2. Try encoding a word that wasn't in your training corpus. How does BPE handle it?
3. Experiment with different values of `num_merges`. How does it affect the results?
4. Add more examples of related words (e.g., "learn", "learned", "learner").
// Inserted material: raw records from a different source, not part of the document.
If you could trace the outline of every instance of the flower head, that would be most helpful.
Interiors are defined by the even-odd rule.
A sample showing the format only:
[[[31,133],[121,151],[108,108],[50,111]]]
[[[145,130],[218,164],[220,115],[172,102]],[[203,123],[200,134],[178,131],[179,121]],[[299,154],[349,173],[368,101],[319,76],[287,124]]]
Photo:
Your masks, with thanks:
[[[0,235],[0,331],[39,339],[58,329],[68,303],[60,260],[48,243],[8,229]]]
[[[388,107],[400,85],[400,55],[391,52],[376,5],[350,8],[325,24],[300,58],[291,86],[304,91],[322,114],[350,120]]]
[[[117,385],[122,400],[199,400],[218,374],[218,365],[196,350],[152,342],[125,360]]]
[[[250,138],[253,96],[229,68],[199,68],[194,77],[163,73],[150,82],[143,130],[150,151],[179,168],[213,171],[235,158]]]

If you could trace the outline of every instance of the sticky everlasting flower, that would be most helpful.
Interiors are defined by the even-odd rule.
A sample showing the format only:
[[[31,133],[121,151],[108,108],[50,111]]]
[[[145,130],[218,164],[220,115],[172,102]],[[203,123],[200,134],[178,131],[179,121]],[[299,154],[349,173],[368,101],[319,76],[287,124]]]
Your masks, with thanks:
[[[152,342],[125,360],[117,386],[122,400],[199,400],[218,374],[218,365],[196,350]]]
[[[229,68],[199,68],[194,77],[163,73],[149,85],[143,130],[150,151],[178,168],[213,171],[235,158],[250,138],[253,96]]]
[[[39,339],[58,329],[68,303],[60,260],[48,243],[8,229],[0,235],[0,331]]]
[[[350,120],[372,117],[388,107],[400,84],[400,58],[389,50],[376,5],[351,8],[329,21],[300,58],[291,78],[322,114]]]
Does BPE capture the relationship?

## 11. Advanced Topics

### BPE Variants:

1. **Byte-Level BPE**:
   - Operates on bytes instead of characters
   - Vocabulary of 256 base tokens (all possible bytes)
   - Can handle any Unicode text

2. **WordPiece**:
   - Used in BERT
   - Instead of frequency, uses likelihood to choose merges
   - Adds special prefix (##) for continuing subwords

3. **SentencePiece**:
   - Treats text as Unicode characters
   - No pre-tokenization needed
   - Language-agnostic

### Implementation Tips:

- **Caching**: Store merge results to speed up encoding
- **Parallel processing**: Train on multiple documents simultaneously
- **Incremental training**: Update vocabulary with new data
- **Vocabulary pruning**: Remove rare tokens to save memory

## 12. Using Production BPE Libraries

For real projects, use optimized libraries like `tokenizers` from Hugging Face:

In [9]:
# Note: You'll need to install the tokenizers library first
# pip install tokenizers

from tokenizers import Tokenizer
from tokenizers.models import BPE
from tokenizers.trainers import BpeTrainer
from tokenizers.pre_tokenizers import Whitespace

# Initialize a tokenizer
tokenizer = Tokenizer(BPE(unk_token="[UNK]"))
tokenizer.pre_tokenizer = Whitespace()

# Configure the trainer
trainer = BpeTrainer(special_tokens=["[UNK]", "[PAD]", "[CLS]", "[SEP]", "[MASK]"], vocab_size=1000)

# Train on files
# tokenizer.train(files=["corpus.txt"], trainer=trainer)

# Or train on an iterator
corpus_list = [
    "the quick brown fox jumps over the lazy dog",
    "machine learning is fascinating",
    "natural language processing with transformers"
]
tokenizer.train_from_iterator(corpus_list, trainer=trainer)

# Encode text
output = tokenizer.encode("machine learning is fascinating")
print(f"Tokens: {output.tokens}")
print(f"IDs: {output.ids}")




Tokens: ['machine', 'learning', 'is', 'fascinating']
IDs: [93, 92, 55, 86]


## 13. Summary and Key Takeaways

### What We Learned:

1. **Tokenization** converts text into processable units
2. **BPE** finds the sweet spot between character and word-level tokenization
3. The algorithm is **simple**: iteratively merge the most frequent pairs
4. BPE is **data-driven** and learns meaningful subword units
5. It **handles unknown words** gracefully
6. BPE is used in **most modern language models**

### When to Use BPE:

✅ Building language models  
✅ Working with morphologically rich languages  
✅ Need to handle unknown words  
✅ Want to control vocabulary size  
✅ Working with limited training data  

### Further Reading:

- Original BPE paper: "Neural Machine Translation of Rare Words with Subword Units" (Sennrich et al., 2016)
- GPT-2 paper for byte-level BPE: "Language Models are Unsupervised Multitask Learners"
- Hugging Face tokenizers documentation: https://huggingface.co/docs/tokenizers/

---

## Congratulations! 🎉

You now understand how BPE tokenization works and how it powers modern language models. Try experimenting with different corpora and parameters to build intuition!